254

Mr Winston Churchill, U.K. Prime Minister (in the United States), to Mr John Curtin, Prime Minister

Cablegram Winch 2 [WASHINGTON, 3 January 1942, 4.30 a.m.] [1]

MOST IMMEDIATE MOST SECRET

1. Your Johcu number 14. [2]

General Wavell’s [3] command area is limited to the fighting zone where active operations are now proceeding. Hence it does not include Australia, New Zealand and communications between the United States and Australia or indeed any other ocean communications. This does not of course mean that these vital regions and communications are to be left without protection so far as our resources admit. In our view the American Navy should assume responsibility for communications to the eastwards including islands right up to the Australian or New Zealand coast.

This is what we are pressing [for]. Admiral King’ has just been given full powers over the whole of the American Navy and he has not yet accepted our view. Obviously, if I cannot persuade the Americans to take over, we shall have to fill the gap as best we can but I still hope that our view will be accepted in which case of course any vessels we or you have in that area will come under United States direction while operating there. There never has been any intention [of making a] main allied concentration in the newly defined southwest Pacific theatre and I do not know where you got this from.

2. I [now] sen[d] you the letter of instructions to General Wavell [5] which has been agreed to by the President [6] and the American Chiefs. [A statement upon the Wavell appointment will be made public shortly, and I will see you get it in good time for synchronisation of release.]

3. Your telegram 166 of 29th December. [7] The Staff appreciation to which you refer was prepared in London and, like all documents of this character, constitutes a general survey of the situation rather than final plans for action. It is in any case largely superseded by the appointment of Wavell as Supreme Commander.

Nevertheless I have laid it before the Chiefs of Staff who are with me here and I have no doubt that they will take to heart the various comments you have been good enough to make upon it.

4. Night and day I am labouring here to make the best arrangements possible in your interests and for your safety, having regard to other theatres and other dangers which have to be met from our limited resources. It is only a little while ago that you were most strongly urging the highest state of equipment for the Australian Army in the Middle East. The battle there is still not finished though prospects are good. It would have been folly to spoil Auchinleck’s [8] battle by diverting aircraft, tanks etc. to Malay Peninsula at a time when there was no certainty that Japan would enter the war. The eas[ing] up of the Caucas[us] danger through Russian victories and Auchinleck’s successes have made possible the considerable reinforcements, at the temporary expense of the Middle East, of which you have been advised and which are also justified because Malaya has now become a war theatre.

5. I have been in close consultation with Casey [9] who has been of great help in presenting your view and anxieties.
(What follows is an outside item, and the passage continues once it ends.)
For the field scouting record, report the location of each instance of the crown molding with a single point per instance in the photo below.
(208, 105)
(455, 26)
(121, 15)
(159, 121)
6. I also send you in my immediately following telegram [10] a note by the First Sea Lord [11] on the Naval aspect of the Pacific war which, as you will see, is very different from what would have prevailed before the power of the air became so dominant.

_

1 Material in square brackets has been corrected/inserted from the Washington copy on file AA:A3300, 219. This cablegram was dispatched to London and retransmitted to Canberra at 4.37 a.m. on 4 January (see the copy on file AA:A981, War 54).

2 Document 247.

3 See Document 252, note 4.

4 Commander-in-Chief, U.S. Navy.

5 See cablegram Winch 1 of 4 January on file AA:A981, War 54.

6 Franklin D. Roosevelt.

7 Document 237.

8 U.K. Commander-in-Chief in the Middle East.

9 Minister to the United States.

10 Document 255.

11 Admiral of the Fleet Sir Dudley Pound.